In this tutorial, we will perform a molecular dynamics simulation of a protein (Esculentin-1A, from Pelophylax esculentus) using Gromacs version 2018.1.
Apart from the actual molecular dynamics program, Gromacs contains a long list of specific tools for the preparation, analysis and post-processing of MD simulations. Since it is open source software, it is highly advisable to install Gromacs in your local machine to perform these auxiliary operations. |
Schematic secondary structure of the protein we will be simulating.
We start by downloading the pdb file from the RCSB Protein Data Bank. This file format, designed for peptides, contains the aminoacid sequence of esculentin and additional structural information. However, this format differs from Gromacs structure inputs. We will use the Gromacs tool pdb2gmx to convert the file to Gromacs-readable format.

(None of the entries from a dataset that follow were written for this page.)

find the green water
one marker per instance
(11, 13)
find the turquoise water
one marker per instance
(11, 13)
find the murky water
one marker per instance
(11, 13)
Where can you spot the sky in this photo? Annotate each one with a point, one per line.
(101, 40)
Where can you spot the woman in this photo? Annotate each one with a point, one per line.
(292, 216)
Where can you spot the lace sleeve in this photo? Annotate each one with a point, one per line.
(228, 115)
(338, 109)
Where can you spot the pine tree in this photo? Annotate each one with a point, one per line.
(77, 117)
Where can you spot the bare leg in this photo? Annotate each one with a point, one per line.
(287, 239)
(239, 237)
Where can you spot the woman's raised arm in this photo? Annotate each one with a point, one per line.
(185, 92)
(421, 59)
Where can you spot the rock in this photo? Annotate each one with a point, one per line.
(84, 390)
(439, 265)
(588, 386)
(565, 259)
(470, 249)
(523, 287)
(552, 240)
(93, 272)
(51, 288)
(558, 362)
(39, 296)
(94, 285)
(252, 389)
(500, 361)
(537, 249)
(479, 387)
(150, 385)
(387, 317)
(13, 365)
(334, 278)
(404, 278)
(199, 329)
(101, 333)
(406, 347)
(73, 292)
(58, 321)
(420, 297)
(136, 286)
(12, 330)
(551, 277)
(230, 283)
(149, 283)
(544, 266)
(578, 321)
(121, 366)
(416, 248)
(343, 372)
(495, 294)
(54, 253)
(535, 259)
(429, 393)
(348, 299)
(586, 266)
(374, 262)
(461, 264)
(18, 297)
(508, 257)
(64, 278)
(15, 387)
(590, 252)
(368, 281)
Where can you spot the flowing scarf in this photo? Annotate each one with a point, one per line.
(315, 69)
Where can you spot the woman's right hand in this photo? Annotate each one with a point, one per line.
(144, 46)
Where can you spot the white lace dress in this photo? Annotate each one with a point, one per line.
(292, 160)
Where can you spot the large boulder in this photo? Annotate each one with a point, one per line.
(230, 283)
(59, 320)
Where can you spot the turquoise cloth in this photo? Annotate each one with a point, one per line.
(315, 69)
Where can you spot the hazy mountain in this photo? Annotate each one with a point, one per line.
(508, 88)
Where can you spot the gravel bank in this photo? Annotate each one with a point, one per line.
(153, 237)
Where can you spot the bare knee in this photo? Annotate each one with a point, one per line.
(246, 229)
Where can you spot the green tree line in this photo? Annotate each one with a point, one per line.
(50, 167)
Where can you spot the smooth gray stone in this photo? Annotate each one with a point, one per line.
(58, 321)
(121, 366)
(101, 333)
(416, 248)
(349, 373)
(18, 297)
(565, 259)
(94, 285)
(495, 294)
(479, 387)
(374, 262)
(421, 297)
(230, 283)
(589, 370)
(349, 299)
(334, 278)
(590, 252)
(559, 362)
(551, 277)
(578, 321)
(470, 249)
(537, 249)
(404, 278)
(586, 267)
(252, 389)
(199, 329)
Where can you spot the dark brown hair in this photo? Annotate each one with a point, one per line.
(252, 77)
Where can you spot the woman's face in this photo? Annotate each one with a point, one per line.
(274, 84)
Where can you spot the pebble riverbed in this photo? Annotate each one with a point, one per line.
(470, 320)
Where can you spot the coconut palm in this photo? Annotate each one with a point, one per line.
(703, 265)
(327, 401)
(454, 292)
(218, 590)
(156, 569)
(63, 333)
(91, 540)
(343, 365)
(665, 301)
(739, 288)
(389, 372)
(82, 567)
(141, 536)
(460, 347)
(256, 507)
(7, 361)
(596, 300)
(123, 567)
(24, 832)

In our local machine, we move to a directory containing the pdb file and type:
gmx pdb2gmx -f 2n6m.pdb -o esculentin.gro -p esculentin.top -ignh |
Since we haven't specified the force field or water model, the program will demand these interactively. We will choose GROMOS96 54a7 as the force field and the less accurate but inexpensive SPC water model. We have also instructed pdb2gmx to ignore hydrogen atoms in the pdb file (-ignh option). More information about gmx pdb2gmx here.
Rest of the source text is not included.